There are no words to describe how I feel as I write this obituary for my precious mother, Martha R.
Raleigh. My heart is sad, but at peace for her, because I know she is where she has always wanted to be.
Today, she isn’t feeling pain and suffering. She will never have to take another pain pill.
Mother was born on March 13, 1919 in Perry County, Kentucky to Elizabeth Couch and Morris Stidham.
Her birth certificate states that her father was a farmer and her mother a housewife. On December 27, 2003
at 7:15 p.m., mother passed away at the Baptist Hospital East. She had not been well for many years. She
was 84 years old.
She is preceded in death by her loving husband, William Harold Raleigh; her parents; two sisters, Mime
Noble and Eve Whitaker; and two brothers, Robert and John Stidham.
On March 14, 1936, one day after her seventeenth birthday, she married William Harold Raleigh, her
husband for 61 years. Together they had four children all of whom she leaves behind to mourn her death.
They are William Kyle Raleigh and his wife, Flo, of Finchville, Mary Sue Kiser and her husband, William Harold,
of Finchville, Sherlon Worthingon and her husband, William, of Louisville, and Harold Ray Raleigh and his wife,
Rhonda, of Finchville; eight grandchildren, Pam Kiser Carbone, Steve Raleigh, Sherlon Raleigh, Mike Kiser, Tim
Kiser, Philip Ammon, Sean Raleigh and Kevin Raleigh; eight great grandchildren; two step-great-grandchildren;
and a host of nieces and nephews and many friends.

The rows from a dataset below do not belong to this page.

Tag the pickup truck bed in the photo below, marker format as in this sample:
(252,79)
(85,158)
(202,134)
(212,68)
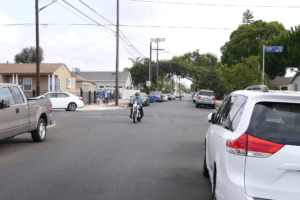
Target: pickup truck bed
(19,115)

Mother had a full-time job taking care of her husband and children. She was a wonderful homemaker. I
always said when I leave home I will never wash a window again! We had to do windows every week and
always polish and wax the hardwood floors. That is when they used paste wax and the floors had to be shined
and it had to be done just right!
I remember when Dad used to read the Bible to mother. I wondered why she didn’t read it herself. I
thought she was the most intelligent woman alive, and in my eyes she was. I did not realize until I was much
older that Mom only went to the 3rd grade, but she managed to help us with our homework in the higher
grades. It used to break my heart because she was too proud to say she couldn’t read that well. When I
would take her to have her eyes examined and the doctor would put on her new glasses and tell her to read the
smallest line she could see, I would hide behind her and tell him she could not read that well so she wouldn’t be
embarrassed. Had she had the opportunity that she afforded her children, she would have done anything. She
may not have been formally educated beyond the 3rd grade, but she certainly had a degree in life.
Mother was quite young when she joined the church, and the night she was saved was a beautiful
experience for us all. She woke up crying and it was obvious something was happening. She used to love to
tell how the Lord knelt before her and opened his arms and she asked, “Lord, does this mean I am saved?” He
nodded his head yes. She said there was a beautiful light shining around his head and she never saw his face,
but she knew who He was. It was a beautiful story and one I never tired of hearing. She was a member of the
Mt. Olivet Old Regular Baptist Church at Blackey, Kentucky where she remained a faithful member until her
death. She always talked of going back but her health did not permit it.
It gives me comfort to think that, today, Mother is sitting at the feet of her Savior, hand-in-hand with her
husband, rejoicing for they are together again.
When I was a junior in high school I had a poem published in our school newspaper and it goes as follows:
|I think my mother is precious
A gift from God above,
Without her, my life is nothing
For my life is my mother’s love.
There is no one else like my mother,
She is perfect in every way,
She is my guide, and she keeps me and helps me
As she lives from day-to-day.
I am frightened by my smallest problems,
I am lost in a world of sin,
But Mother always comforts me
And makes me feel better within.
I hear her when she is praying
Bent low upon her knees,
She utters my name in Heaven,
For guidance and for peace.
Sometimes I sit and wonder
How these miracles she performs
Could anyone but Mother
Keep me throughout these storms?
For me she would suffer,
She would swim the wildest sea,
That is why I loved her,
She’d do these things for me.
She is one of the many
No one else can take her place.
Heaven is on earth
When I look upon her smiling face.
Today, my friends, I lost the best friend I ever had and life will never be the same. I am honored to have written
this for our mother on behalf of my brothers and sister.
God Bless you, Mother. Rest in Peace.